Monday, February 16, 2009

Gee Chapter 3

Give your thoughts.

I enjoyed this chapter (more than chapter 2, but less than chapter 4), and its tripartite identity model.

Can you recall or imagine an experience you have had that fits this tripartite identity model?

An example would be my experience in Boy Scouts. There is the virtual identity (Bill Qualls as boy scout), the real world identity (Bill Qualls as boy scout), and the projective identity (Bill Qualls as boy scout).
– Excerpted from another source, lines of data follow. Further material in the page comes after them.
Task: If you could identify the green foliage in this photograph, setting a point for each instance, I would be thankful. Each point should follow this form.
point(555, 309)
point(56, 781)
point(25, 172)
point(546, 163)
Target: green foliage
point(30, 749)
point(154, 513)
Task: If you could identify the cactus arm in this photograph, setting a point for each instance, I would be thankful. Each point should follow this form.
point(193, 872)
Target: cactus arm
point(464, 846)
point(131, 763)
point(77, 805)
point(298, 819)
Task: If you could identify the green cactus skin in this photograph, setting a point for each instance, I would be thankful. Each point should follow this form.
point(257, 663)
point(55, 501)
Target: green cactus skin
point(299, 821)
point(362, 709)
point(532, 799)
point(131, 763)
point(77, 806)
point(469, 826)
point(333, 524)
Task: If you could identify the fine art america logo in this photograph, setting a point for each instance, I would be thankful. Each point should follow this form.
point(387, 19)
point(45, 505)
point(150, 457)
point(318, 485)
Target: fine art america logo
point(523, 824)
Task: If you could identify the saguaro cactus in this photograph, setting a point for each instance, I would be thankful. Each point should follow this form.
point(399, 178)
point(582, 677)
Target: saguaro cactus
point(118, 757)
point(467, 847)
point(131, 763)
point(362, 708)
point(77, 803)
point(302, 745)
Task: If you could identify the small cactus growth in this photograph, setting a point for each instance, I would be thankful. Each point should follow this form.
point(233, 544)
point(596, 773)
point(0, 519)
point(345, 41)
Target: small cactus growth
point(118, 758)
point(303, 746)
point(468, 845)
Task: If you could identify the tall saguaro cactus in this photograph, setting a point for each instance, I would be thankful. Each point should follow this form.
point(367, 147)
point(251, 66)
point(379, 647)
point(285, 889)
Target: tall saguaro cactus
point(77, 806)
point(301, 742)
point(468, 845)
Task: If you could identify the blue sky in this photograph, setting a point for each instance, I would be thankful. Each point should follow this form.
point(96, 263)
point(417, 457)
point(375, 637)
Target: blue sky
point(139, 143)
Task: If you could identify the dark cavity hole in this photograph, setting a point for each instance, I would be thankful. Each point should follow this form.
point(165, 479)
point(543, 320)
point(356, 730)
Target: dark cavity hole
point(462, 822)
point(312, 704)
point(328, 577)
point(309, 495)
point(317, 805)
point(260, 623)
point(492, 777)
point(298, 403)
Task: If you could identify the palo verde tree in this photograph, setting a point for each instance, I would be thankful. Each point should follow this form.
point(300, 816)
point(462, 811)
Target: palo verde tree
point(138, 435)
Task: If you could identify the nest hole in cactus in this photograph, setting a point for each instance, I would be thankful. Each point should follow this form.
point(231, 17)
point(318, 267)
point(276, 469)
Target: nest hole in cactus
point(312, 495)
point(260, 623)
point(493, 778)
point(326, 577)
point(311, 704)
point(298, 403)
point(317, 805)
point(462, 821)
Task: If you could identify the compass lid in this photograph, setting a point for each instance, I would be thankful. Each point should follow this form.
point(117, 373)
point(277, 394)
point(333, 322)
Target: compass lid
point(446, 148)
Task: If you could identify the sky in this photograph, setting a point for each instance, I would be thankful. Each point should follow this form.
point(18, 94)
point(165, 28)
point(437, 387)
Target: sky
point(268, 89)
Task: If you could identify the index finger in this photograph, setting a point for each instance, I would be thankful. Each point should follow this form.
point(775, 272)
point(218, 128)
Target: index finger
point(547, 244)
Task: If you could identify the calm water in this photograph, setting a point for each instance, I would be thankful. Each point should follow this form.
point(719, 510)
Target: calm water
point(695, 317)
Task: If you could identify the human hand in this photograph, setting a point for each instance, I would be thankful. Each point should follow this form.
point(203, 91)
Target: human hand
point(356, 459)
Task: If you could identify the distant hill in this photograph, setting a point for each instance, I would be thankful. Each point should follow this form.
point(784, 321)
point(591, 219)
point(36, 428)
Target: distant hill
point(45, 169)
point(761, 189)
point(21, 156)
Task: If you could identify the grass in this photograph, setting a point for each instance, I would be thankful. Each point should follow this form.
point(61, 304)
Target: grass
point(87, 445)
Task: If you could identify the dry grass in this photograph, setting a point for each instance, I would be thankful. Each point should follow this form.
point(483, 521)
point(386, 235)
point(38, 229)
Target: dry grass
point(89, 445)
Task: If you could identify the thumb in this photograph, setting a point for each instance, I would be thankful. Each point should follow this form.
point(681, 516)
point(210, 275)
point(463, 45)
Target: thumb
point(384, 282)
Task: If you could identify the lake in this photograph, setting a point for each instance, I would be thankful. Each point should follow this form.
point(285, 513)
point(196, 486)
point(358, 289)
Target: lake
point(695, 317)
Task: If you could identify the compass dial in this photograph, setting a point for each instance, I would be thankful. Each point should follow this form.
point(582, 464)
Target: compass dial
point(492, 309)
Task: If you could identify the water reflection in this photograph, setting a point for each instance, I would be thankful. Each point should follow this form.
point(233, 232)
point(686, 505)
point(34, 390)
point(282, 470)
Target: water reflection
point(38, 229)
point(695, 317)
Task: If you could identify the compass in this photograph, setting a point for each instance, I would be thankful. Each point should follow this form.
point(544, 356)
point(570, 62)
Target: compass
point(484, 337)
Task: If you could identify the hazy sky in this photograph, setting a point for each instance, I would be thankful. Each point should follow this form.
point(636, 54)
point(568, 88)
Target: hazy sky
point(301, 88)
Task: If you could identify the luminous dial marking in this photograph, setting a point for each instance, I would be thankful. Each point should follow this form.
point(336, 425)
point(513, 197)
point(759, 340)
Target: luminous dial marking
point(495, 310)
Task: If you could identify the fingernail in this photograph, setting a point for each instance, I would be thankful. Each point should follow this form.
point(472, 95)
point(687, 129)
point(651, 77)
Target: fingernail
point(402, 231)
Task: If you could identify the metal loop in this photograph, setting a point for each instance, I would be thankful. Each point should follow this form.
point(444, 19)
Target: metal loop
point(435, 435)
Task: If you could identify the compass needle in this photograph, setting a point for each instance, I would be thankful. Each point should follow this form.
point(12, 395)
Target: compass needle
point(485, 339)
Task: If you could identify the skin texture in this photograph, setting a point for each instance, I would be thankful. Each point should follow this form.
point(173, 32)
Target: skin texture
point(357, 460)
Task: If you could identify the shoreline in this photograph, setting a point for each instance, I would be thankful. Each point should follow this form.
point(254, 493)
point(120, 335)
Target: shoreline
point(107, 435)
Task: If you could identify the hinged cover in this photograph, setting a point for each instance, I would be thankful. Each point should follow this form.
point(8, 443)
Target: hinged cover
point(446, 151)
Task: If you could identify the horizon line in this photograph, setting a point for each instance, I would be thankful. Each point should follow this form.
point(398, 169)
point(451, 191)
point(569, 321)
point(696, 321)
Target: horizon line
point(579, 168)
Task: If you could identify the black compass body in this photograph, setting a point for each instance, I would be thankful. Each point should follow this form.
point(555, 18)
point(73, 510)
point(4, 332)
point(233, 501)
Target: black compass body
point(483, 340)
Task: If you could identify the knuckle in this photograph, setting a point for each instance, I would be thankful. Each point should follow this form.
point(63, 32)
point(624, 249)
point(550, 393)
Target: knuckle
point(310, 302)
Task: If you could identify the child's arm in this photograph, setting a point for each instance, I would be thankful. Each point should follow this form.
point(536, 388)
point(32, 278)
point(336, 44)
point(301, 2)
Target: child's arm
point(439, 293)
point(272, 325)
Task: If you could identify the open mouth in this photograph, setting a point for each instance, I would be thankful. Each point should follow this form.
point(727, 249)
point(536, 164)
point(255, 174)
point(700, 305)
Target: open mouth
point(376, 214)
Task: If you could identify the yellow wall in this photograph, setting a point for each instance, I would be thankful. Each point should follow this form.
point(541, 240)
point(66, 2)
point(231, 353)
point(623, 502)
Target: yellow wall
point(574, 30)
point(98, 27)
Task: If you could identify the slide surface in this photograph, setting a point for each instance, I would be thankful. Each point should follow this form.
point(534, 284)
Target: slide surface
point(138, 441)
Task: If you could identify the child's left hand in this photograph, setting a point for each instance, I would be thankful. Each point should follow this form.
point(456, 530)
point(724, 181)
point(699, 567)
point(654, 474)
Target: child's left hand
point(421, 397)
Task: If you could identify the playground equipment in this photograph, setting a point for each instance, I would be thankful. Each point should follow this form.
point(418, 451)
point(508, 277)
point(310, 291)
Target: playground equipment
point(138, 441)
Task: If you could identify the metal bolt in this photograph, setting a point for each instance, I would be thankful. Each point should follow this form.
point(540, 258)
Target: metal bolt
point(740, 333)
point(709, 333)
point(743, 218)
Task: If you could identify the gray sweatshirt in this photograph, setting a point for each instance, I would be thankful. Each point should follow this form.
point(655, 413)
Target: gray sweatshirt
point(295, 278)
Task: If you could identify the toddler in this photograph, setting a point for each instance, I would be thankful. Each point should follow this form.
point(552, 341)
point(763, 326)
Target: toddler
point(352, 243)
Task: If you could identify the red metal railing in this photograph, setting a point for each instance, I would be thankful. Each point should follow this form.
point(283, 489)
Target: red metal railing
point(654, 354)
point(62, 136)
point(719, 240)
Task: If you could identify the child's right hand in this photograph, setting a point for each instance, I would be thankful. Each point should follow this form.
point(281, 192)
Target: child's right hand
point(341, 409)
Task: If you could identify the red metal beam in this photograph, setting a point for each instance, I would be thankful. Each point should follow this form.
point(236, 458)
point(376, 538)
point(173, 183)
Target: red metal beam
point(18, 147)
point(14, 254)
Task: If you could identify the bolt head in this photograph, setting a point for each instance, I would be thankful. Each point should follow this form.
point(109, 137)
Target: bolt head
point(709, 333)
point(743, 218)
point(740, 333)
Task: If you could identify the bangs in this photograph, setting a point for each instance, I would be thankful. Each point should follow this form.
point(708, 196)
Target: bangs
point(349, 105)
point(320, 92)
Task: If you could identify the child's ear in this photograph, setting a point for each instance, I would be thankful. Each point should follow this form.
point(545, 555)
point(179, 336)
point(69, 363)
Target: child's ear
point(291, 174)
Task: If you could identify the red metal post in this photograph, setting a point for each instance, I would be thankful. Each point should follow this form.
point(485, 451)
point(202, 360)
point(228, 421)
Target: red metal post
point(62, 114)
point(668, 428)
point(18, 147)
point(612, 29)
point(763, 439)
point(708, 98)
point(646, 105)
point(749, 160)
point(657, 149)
The projective identity is one which educators should be most concerned with: it is what leads to the semiotic domain discussed in chapter 2 and the embodied meanings discussed in chapter 4.

Choose two principles summarized on page 67 and describe briefly how you might or have used them in your educational setting.

11. Achievement Principle. For learners of all levels of skill there are intrinsic rewards from the beginning, customized to each learner's level, effort, and growing mastery and signalling the learner's ongoing achievements. (This reminds me of ranks in scouting, and belts in tae kwon do.)

14. "Regime of Competence" Principle. The learner gets ample opportunity to operate within, but at the outer edge of, his or her resources, so that at those points things are felt as challenging but not "undoable". (Example from scouting: you learn knots before learning lashings, and swimming before life saving. Example from tae kwon do: you learn a round house kick before an autobahn kick, and single kicks before kick sequences.)